Now admittedly we were shown a school chosen by the Finnish foreign ministry. Given the competing wide array of interests we were trying to touch in a short five-day visit in Helsinki a morning was a massive amount of time and I was able to get a lot of information in my little head as mentioned above. I did ask about school financing and I know I was told how it works but for the life of me and without notes I don't remember the details.
Just like my visit to the school in Berlin, I was happy to leave the school with the feeling that there was no magic at work. There was no visible "one thing" or group of things even, that could tell me in a morning why this school system is so admired. Like in Berlin, I was reassured, assuaged, etc., in seeing a lot of the practices I've witnessed in many of the schools in Ontario that I've visited.

Roundup of browser tabs

I've been a delinquent blogger. This has happened before and no doubt will happen again. Life has gotten busy since I was selected president of the Canadian Association of Journalists, packing those volunteer tasks onto what is already usually a pretty busy schedule. Enough of that whining however. Here's the browser tabs that I've opened over the last two weeks, meaning to post but never quite getting to the point where I hit the 'new post' button and do it.

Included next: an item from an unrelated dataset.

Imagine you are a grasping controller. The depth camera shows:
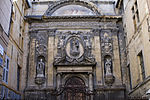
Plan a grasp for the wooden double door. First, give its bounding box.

  • The Peterborough Examiner on the vote to close Thomas A. Stewart Secondary School (TASSS), the outcome of a school-closure review that included the historic and very popular (if not necessarily as well attended or modern) Peterborough Collegiate and Vocational School.
  • Two items from the Owen Sound Sun Times as the Bluewater DSB struggled with finalizing its 2011-12 budget. The first was as the budget was in progress, the second on the decision to delay meeting with Minister Leona Dombrowsky as the budget was passed.
  • Owen Sound again with a petition by students to keep a teacher given a layoff notice. Not sure if there was a followup article on this piece, but I doubt the layoff situation changed given collective agreements.
  • Cornwall Standard-Freeholder on a new national panel that will 'identify gaps' in First Nations education. Finding them shouldn't be that difficult, should it?
  • Peterborough again on an apparently nasty meeting between parents opposed to WiFi in elementary schools and the school board which proposes to use the technology. This article spawned some national coverage in the Sun chain.
  • An interesting take from the Dunnville Chronicle on who really 'wins' or 'loses' after a school-closure decision by the Grand Erie DSB.
  • St. Catherines Standard, doing what good local media does well-- hitting what was a high-profile debate earlier this year and getting an update on the DSBN Academy well before the out-of-town media remember that the school will open its doors in September.
Of course, with one exception I missed a lot of budget coverage-- which isn't to suggest there was a plethora since there wasn't. Most school boards that I'm aware of did not struggle with their 2011-12 budgets, even with continued declining enrolment. As mentioned previously and below, it's pretty clear that outside of provincial priorities like full-day kindergarten and sticking to the commitments in the big-budget fourth year of collective agreements, very little money is left for anything else.